Il paese delle cicogne
La fronte appoggiata al finestrino, la spalla inclinata, sento di essere un uomo di gesso. Gloggnitz, Wiener Neustadt. Arrivavano i morti, fra sterco e urine, umori mestruali, le teste dei bambini schiacciate in terra come marmellata coi noccioli. Quelli del Sonderkommando li conducevano direttamente nei forni crematori, non prima di averli privati di tutto: denti d'oro, capelli, orologi, fedi nuziali.
Un vecchio mi rivolge la parola in tedesco. Rispondo I don't understand. Lui passa all'inglese - è un cambio di nastro automatico, probabile frutto degli anni d'occupazione: intendeva lamentarsi del ritardo accumulato dal treno. La signora davanti, alzando gli occhi dalla rivista, sorride per scusarlo. E aggiunge: only afew minutes. In Nel corso del tempo di Wim Wenders uno dei due protagonisti esclama: "Gli americani ci hanno colonizzato il subconscio".
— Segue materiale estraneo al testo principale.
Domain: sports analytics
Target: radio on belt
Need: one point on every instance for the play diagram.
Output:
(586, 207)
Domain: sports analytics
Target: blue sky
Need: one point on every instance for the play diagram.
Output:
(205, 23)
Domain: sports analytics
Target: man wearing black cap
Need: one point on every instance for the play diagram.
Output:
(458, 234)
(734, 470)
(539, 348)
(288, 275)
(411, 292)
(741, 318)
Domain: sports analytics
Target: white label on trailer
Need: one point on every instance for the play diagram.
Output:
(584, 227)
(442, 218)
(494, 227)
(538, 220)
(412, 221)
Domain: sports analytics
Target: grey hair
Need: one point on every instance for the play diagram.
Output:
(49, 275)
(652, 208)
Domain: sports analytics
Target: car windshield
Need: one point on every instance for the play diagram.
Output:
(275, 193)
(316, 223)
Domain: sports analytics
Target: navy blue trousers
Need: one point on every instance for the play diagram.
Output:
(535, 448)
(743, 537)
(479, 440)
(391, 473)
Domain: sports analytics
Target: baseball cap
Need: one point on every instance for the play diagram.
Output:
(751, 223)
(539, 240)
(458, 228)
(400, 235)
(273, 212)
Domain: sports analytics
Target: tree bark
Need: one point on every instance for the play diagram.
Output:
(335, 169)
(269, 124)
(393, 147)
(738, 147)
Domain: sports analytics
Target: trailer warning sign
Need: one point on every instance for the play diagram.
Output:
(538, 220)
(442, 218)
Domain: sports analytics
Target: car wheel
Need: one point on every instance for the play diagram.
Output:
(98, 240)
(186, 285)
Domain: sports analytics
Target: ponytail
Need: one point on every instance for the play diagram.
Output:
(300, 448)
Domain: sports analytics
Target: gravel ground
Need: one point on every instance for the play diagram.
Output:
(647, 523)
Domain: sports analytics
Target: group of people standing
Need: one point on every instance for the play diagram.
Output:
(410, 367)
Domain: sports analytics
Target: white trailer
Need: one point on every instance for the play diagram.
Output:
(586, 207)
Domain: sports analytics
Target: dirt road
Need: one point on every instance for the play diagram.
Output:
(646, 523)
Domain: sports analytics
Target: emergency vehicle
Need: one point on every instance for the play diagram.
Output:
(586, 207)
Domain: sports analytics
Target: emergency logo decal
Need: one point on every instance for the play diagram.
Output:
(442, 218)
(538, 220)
Alla stazione di Medling vedo transitare i primi treni merci diretti in Slovacchia. Sui muri delle pensiline leggo le medesime scritte naziste che a Monza, Ostia, Messina. Ripeto a me stesso: individui come Franz Stangl, comandante del campo di sterminio di Treblinka, o come Adolf Eichmann, responsabile del massacro di milioni d'ebrei, non erano mostri. Puramente esecutivi, essi permisero che la macchina dello sterminio potesse funzionare in modo ineccepibile dal principio alla fine.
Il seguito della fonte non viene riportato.